Adding percent column to "area_wise_stays" tibble that has been created above by grouping original data based on "neighbourhood_group" and "room_type".
```{r}
#| label: extract
(percent_rooms_in_area <- area_wise_stays %>%
group_by(neighbourhood_group) %>%
summarise(count = sum(count)) %>%
mutate(percent = count * 100 / sum(count),
id = LETTERS[row_number()]))
```
We have the percent distribution of rooms across New York as shown above and each row is tagged with a id.
## Univariate Visualizations
```{r}
#| label: univariate_plot
# pie chart of above room distribution data
ggplot(percent_rooms_in_area,
aes(x = "", y = percent,
fill = paste(id,' - ',neighbourhood_group,'(',round(percent,2),'%)'))) +
geom_bar(width = 10, stat = "identity", color = "black") +
geom_text(aes(x = 2.5, label = id),
position = position_stack(vjust=0.5),
color = "black") +
coord_polar("y", start = 0) +
theme_void() +
labs(title = "Stays in New York area",
fill = "Area")
# box plot for availability in 365
ggplot(stay_data, mapping = aes(y = availability_365, fill = "orange")) +
geom_boxplot() +
theme(axis.title.y = element_blank(),
axis.text.y = element_blank(),
axis.ticks.y = element_blank(),
legend.position = "none") +
coord_flip() +
labs(y = "Availability (Number of days in year)")
```
Pie chart has been chosen to show room distribution because "neighbourhood_group" is categorical variable.
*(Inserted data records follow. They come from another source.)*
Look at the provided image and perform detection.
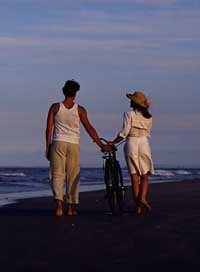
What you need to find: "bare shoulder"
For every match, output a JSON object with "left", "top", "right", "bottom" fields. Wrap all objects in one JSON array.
[
  {"left": 78, "top": 105, "right": 87, "bottom": 116},
  {"left": 49, "top": 103, "right": 60, "bottom": 114}
]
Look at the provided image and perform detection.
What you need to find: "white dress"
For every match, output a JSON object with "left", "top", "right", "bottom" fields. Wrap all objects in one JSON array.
[{"left": 119, "top": 110, "right": 154, "bottom": 175}]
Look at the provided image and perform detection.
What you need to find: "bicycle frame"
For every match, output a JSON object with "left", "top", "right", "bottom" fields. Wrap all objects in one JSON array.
[{"left": 102, "top": 139, "right": 125, "bottom": 214}]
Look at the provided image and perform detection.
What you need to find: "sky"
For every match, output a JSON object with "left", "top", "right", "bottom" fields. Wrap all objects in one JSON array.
[{"left": 0, "top": 0, "right": 200, "bottom": 167}]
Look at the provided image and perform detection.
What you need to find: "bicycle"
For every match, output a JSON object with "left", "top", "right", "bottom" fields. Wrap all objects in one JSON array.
[{"left": 101, "top": 138, "right": 125, "bottom": 214}]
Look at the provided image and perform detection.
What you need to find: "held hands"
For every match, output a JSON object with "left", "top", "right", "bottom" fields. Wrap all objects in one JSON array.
[{"left": 101, "top": 143, "right": 113, "bottom": 152}]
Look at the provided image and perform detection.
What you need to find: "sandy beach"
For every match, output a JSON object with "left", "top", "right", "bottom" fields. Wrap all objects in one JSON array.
[{"left": 0, "top": 180, "right": 200, "bottom": 272}]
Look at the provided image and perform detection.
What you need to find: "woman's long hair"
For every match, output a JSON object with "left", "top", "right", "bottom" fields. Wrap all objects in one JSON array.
[{"left": 131, "top": 101, "right": 152, "bottom": 119}]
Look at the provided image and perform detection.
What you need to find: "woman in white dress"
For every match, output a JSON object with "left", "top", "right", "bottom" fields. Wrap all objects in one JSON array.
[{"left": 109, "top": 91, "right": 154, "bottom": 214}]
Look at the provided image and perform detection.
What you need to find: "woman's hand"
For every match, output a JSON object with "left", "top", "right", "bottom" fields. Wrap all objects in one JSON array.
[{"left": 101, "top": 144, "right": 112, "bottom": 152}]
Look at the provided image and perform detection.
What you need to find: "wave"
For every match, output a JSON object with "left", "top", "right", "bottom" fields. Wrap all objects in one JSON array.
[
  {"left": 155, "top": 170, "right": 174, "bottom": 177},
  {"left": 0, "top": 172, "right": 26, "bottom": 177}
]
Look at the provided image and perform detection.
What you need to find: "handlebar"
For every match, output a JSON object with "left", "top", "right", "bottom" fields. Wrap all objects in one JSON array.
[{"left": 100, "top": 138, "right": 117, "bottom": 152}]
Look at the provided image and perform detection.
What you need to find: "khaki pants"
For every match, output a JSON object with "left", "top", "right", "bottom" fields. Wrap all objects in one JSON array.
[{"left": 50, "top": 141, "right": 80, "bottom": 204}]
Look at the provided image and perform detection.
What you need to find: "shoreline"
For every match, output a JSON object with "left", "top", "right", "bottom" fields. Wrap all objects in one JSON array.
[
  {"left": 0, "top": 180, "right": 191, "bottom": 208},
  {"left": 0, "top": 180, "right": 200, "bottom": 272}
]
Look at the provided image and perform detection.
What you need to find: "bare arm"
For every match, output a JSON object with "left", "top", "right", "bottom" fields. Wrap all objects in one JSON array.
[
  {"left": 46, "top": 103, "right": 59, "bottom": 159},
  {"left": 109, "top": 135, "right": 124, "bottom": 145}
]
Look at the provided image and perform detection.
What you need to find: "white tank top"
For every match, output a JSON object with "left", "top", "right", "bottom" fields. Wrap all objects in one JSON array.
[{"left": 53, "top": 102, "right": 80, "bottom": 144}]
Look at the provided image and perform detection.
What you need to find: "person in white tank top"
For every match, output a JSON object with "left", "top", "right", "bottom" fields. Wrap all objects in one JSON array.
[
  {"left": 109, "top": 91, "right": 154, "bottom": 214},
  {"left": 46, "top": 80, "right": 111, "bottom": 216}
]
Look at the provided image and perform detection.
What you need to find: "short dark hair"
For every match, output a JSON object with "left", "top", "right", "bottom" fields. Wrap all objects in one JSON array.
[{"left": 63, "top": 79, "right": 80, "bottom": 97}]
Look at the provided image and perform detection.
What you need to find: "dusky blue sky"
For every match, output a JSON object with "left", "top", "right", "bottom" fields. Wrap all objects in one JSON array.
[{"left": 0, "top": 0, "right": 200, "bottom": 167}]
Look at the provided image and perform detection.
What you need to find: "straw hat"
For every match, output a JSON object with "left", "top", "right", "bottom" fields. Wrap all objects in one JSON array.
[{"left": 126, "top": 90, "right": 150, "bottom": 108}]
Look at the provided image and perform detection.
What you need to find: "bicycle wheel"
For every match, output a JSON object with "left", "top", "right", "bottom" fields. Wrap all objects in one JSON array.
[
  {"left": 104, "top": 158, "right": 123, "bottom": 214},
  {"left": 113, "top": 161, "right": 125, "bottom": 212}
]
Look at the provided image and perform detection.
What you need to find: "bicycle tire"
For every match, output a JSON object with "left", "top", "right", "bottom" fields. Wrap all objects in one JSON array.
[{"left": 104, "top": 158, "right": 124, "bottom": 214}]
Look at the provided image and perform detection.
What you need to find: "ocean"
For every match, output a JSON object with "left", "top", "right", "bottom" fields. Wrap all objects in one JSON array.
[{"left": 0, "top": 167, "right": 200, "bottom": 206}]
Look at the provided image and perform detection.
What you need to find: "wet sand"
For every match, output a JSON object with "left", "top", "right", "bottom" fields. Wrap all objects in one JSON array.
[{"left": 0, "top": 180, "right": 200, "bottom": 272}]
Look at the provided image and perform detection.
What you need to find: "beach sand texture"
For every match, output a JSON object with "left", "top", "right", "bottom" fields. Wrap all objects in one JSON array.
[{"left": 0, "top": 180, "right": 200, "bottom": 272}]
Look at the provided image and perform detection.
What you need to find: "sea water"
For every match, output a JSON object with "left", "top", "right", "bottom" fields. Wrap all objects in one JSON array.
[{"left": 0, "top": 167, "right": 200, "bottom": 206}]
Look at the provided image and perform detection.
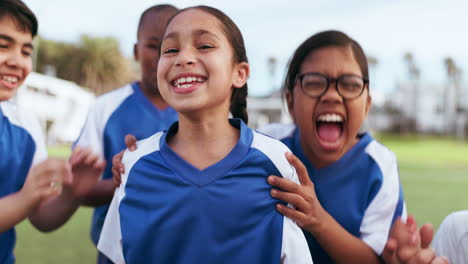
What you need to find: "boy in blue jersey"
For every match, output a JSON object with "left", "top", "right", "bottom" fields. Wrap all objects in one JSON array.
[
  {"left": 0, "top": 0, "right": 104, "bottom": 264},
  {"left": 75, "top": 5, "right": 177, "bottom": 263},
  {"left": 98, "top": 6, "right": 312, "bottom": 264},
  {"left": 264, "top": 31, "right": 446, "bottom": 263}
]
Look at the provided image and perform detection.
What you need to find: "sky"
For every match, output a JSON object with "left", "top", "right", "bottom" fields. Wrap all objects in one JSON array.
[{"left": 23, "top": 0, "right": 468, "bottom": 103}]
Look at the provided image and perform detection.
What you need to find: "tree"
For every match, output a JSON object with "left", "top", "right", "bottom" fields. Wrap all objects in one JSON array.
[
  {"left": 444, "top": 57, "right": 462, "bottom": 135},
  {"left": 36, "top": 35, "right": 135, "bottom": 94}
]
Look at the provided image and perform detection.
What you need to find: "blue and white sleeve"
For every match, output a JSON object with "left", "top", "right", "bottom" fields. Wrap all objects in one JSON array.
[
  {"left": 73, "top": 101, "right": 107, "bottom": 158},
  {"left": 360, "top": 141, "right": 406, "bottom": 255},
  {"left": 97, "top": 132, "right": 163, "bottom": 264},
  {"left": 252, "top": 133, "right": 313, "bottom": 264}
]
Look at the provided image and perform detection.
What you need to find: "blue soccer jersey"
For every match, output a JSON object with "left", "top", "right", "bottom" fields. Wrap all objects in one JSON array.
[
  {"left": 98, "top": 119, "right": 312, "bottom": 264},
  {"left": 75, "top": 83, "right": 177, "bottom": 245},
  {"left": 0, "top": 102, "right": 47, "bottom": 264},
  {"left": 264, "top": 126, "right": 406, "bottom": 263}
]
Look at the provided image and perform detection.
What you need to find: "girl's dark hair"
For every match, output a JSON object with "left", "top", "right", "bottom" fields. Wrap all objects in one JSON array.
[
  {"left": 0, "top": 0, "right": 38, "bottom": 37},
  {"left": 168, "top": 5, "right": 249, "bottom": 124},
  {"left": 283, "top": 30, "right": 369, "bottom": 97}
]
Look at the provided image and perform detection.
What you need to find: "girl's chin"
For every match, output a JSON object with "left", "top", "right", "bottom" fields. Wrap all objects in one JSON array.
[{"left": 316, "top": 135, "right": 343, "bottom": 152}]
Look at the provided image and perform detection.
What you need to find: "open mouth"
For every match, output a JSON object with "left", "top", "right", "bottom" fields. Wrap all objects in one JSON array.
[
  {"left": 171, "top": 76, "right": 206, "bottom": 89},
  {"left": 0, "top": 75, "right": 20, "bottom": 88},
  {"left": 315, "top": 113, "right": 345, "bottom": 150}
]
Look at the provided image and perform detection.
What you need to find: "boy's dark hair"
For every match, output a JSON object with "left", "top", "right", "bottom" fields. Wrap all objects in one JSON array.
[
  {"left": 137, "top": 4, "right": 179, "bottom": 39},
  {"left": 0, "top": 0, "right": 38, "bottom": 37},
  {"left": 168, "top": 5, "right": 249, "bottom": 124},
  {"left": 283, "top": 30, "right": 369, "bottom": 99}
]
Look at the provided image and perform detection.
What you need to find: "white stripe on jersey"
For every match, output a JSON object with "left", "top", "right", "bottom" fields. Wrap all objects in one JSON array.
[
  {"left": 75, "top": 84, "right": 134, "bottom": 158},
  {"left": 252, "top": 131, "right": 313, "bottom": 264},
  {"left": 360, "top": 140, "right": 406, "bottom": 255},
  {"left": 0, "top": 101, "right": 47, "bottom": 167},
  {"left": 97, "top": 132, "right": 164, "bottom": 264}
]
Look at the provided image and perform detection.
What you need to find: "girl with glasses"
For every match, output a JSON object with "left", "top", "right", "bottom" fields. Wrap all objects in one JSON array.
[{"left": 263, "top": 31, "right": 446, "bottom": 263}]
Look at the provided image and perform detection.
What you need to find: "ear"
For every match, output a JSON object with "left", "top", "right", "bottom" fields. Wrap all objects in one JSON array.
[
  {"left": 365, "top": 89, "right": 372, "bottom": 117},
  {"left": 133, "top": 43, "right": 140, "bottom": 61},
  {"left": 286, "top": 90, "right": 296, "bottom": 123},
  {"left": 232, "top": 62, "right": 250, "bottom": 88}
]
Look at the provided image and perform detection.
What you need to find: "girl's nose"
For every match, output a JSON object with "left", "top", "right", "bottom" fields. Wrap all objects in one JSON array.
[
  {"left": 176, "top": 49, "right": 196, "bottom": 66},
  {"left": 320, "top": 82, "right": 343, "bottom": 103},
  {"left": 6, "top": 50, "right": 24, "bottom": 68}
]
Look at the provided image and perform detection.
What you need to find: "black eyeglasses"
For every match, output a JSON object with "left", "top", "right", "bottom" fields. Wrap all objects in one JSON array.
[{"left": 297, "top": 73, "right": 369, "bottom": 99}]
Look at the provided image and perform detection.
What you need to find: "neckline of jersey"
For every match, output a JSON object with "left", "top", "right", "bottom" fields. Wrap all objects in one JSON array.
[{"left": 160, "top": 118, "right": 253, "bottom": 188}]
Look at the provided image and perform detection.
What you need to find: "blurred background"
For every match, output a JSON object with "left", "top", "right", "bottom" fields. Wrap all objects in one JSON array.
[{"left": 15, "top": 0, "right": 468, "bottom": 264}]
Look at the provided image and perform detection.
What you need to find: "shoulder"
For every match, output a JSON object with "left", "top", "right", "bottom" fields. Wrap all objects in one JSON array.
[
  {"left": 432, "top": 210, "right": 468, "bottom": 258},
  {"left": 0, "top": 102, "right": 47, "bottom": 164},
  {"left": 252, "top": 131, "right": 289, "bottom": 154},
  {"left": 122, "top": 131, "right": 165, "bottom": 171},
  {"left": 94, "top": 84, "right": 134, "bottom": 109},
  {"left": 438, "top": 210, "right": 468, "bottom": 242},
  {"left": 1, "top": 102, "right": 43, "bottom": 141},
  {"left": 258, "top": 123, "right": 296, "bottom": 140},
  {"left": 252, "top": 131, "right": 299, "bottom": 183}
]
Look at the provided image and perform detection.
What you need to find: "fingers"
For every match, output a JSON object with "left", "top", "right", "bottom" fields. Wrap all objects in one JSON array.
[
  {"left": 271, "top": 189, "right": 308, "bottom": 212},
  {"left": 419, "top": 223, "right": 434, "bottom": 248},
  {"left": 276, "top": 204, "right": 306, "bottom": 227},
  {"left": 285, "top": 152, "right": 313, "bottom": 185},
  {"left": 382, "top": 238, "right": 398, "bottom": 264},
  {"left": 125, "top": 134, "right": 137, "bottom": 151},
  {"left": 112, "top": 150, "right": 125, "bottom": 175},
  {"left": 407, "top": 248, "right": 435, "bottom": 264},
  {"left": 431, "top": 257, "right": 450, "bottom": 264},
  {"left": 267, "top": 175, "right": 300, "bottom": 193}
]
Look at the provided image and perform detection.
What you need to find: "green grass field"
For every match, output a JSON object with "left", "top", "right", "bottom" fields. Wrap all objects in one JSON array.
[{"left": 12, "top": 135, "right": 468, "bottom": 264}]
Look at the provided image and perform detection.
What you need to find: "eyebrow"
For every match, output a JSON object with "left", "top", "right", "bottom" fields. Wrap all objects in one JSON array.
[
  {"left": 163, "top": 29, "right": 219, "bottom": 40},
  {"left": 0, "top": 34, "right": 34, "bottom": 49}
]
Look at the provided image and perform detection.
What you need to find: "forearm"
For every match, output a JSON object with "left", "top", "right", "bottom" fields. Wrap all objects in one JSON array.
[
  {"left": 29, "top": 190, "right": 80, "bottom": 232},
  {"left": 81, "top": 179, "right": 116, "bottom": 207},
  {"left": 309, "top": 214, "right": 381, "bottom": 264},
  {"left": 0, "top": 192, "right": 34, "bottom": 233}
]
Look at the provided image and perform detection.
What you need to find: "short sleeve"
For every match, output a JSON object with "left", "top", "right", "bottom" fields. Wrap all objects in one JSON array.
[
  {"left": 360, "top": 141, "right": 406, "bottom": 255},
  {"left": 252, "top": 133, "right": 313, "bottom": 264}
]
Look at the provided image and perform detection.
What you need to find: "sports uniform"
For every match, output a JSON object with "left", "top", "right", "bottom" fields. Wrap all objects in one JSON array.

Box plot has been chosen to show availability of stays in New York as it is a quantitative variable and we can get some good statistical idea as well.
## Bivariate Visualization(s)
```{r}
#| label: bivariate_plot
#Bar graph for room types in New York neighbourhood
ggplot(data = area_wise_stays, aes(x= room_type, y=count)) +
geom_bar(stat = "identity",
mapping = aes(fill = neighbourhood_group),
position = "dodge") +
labs(title ="Room types in New York neighbourhood",
y = "Number of rooms",
x = "Room Type",
fill = "Area")
#Plot price distribution for each room type
ggplot(stay_data, aes(x = price, fill = room_type)) +
geom_density(adjust =250, alpha = 0.5) +
theme_linedraw() +
facet_wrap(~room_type) +
theme(legend.position = "none") +
labs(title = "Price density for various room types in New York",
x = "Price ($)")
```
Bar plot has been chosen to show the number of rooms based on their types across New York area as the variable is categorical. Likewise, density plot has been chosen for price because it is a continuous variable. We can see that the standard deviation in prices is higher for entire home/shared room compared to private room throughout New York.